AtWork! Programs
Customized Employment
AtWork! helps each client plan their pathway to a job and career; completes an assessment of skills, talents, and barriers; provides trial work/volunteer experience; skill development; on-the-job precision teaching and job coaching; then follow along supports for job retention. We find unique opportunities where business needs are satisfied in a job that has been "customized" to match the talents of a particular job candidate. This approach is a win/win, meeting both the needs of the person with disabilities and the business.
School-To-Work
AtWork! serves high school students with a variety of intellectual, sensory, emotional, and physical disabilities who are transitioning from school to work . We are known for our services to people with very complex and multiple disabilities, people often turned away from other agencies as unemployable. Working in partnership with school personnel, we are 98% successful in securing jobs for the students we serve BEFORE they graduate.

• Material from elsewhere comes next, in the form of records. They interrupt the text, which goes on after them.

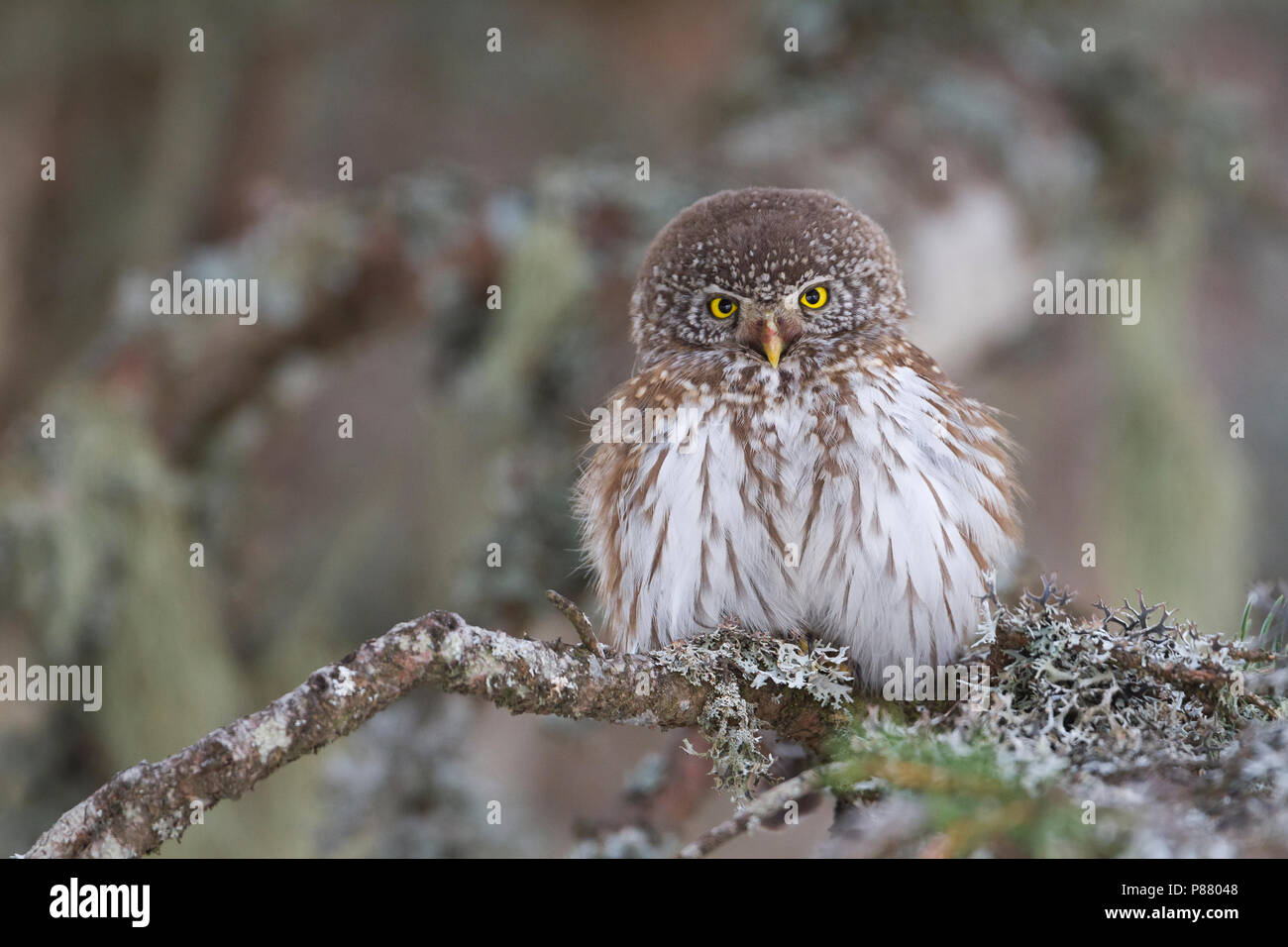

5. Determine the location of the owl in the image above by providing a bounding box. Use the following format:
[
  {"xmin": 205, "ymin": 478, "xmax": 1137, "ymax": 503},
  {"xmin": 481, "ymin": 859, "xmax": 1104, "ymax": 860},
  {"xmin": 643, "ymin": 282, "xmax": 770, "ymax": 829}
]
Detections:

Businesses Powered By AtWork!
In AtWork!'s social enterprises, people with disabilities have an opportunity to develop skills in document management, packaging, assembly, landscaping and recycling. Learning workplace behaviors of punctuality, team building and focus helps individuals to create a resume of success that prepares them for a job in the community. Each business creates income for clients it employs and profit to support AtWork!'s mission of serving people with disabilities.
Recent Successes and Current Challenges
In April 2010 AtWork! placed 7 people in new jobs, our best month ever! David, who was laid off and looking for a job for over a year, is the new Green Ambassador for Coinstar. Hired on Earth Day to launch Coinstar's new environmental initiatives, David collects recyclables at corporate headquarters. The program is modeled after the recycling program at Costco where 6 individuals have jobs. Coinstar employees are proud of their company's commitment to "going green" and employing people with disabilities. David is proud of his contributions, his paycheck, and his new friends. In the last 7 months, 12 businesses decided to hire their first employee with disabilities. More businesses are recognizing the benefits of employing people with disabilities to employee morale, customer loyalty, and the bottom-line.
Research shows that 80% of students with disabilities who leave school without a job in place fail to achieve integrated employment as an adult. People with disabilities who don’t have a stable support system are less to retain their job after placement. The state continues to cut funding, so new supports are needed to help clients find jobs; as well as to keep the jobs secure long-term. People with complex disabilities are often the first to be cut because they are considered to be the least employable. With natural, unpaid, and paid supports, everyone can work and contribute. The challenge is to find and bring together the resources so that no one is left behind.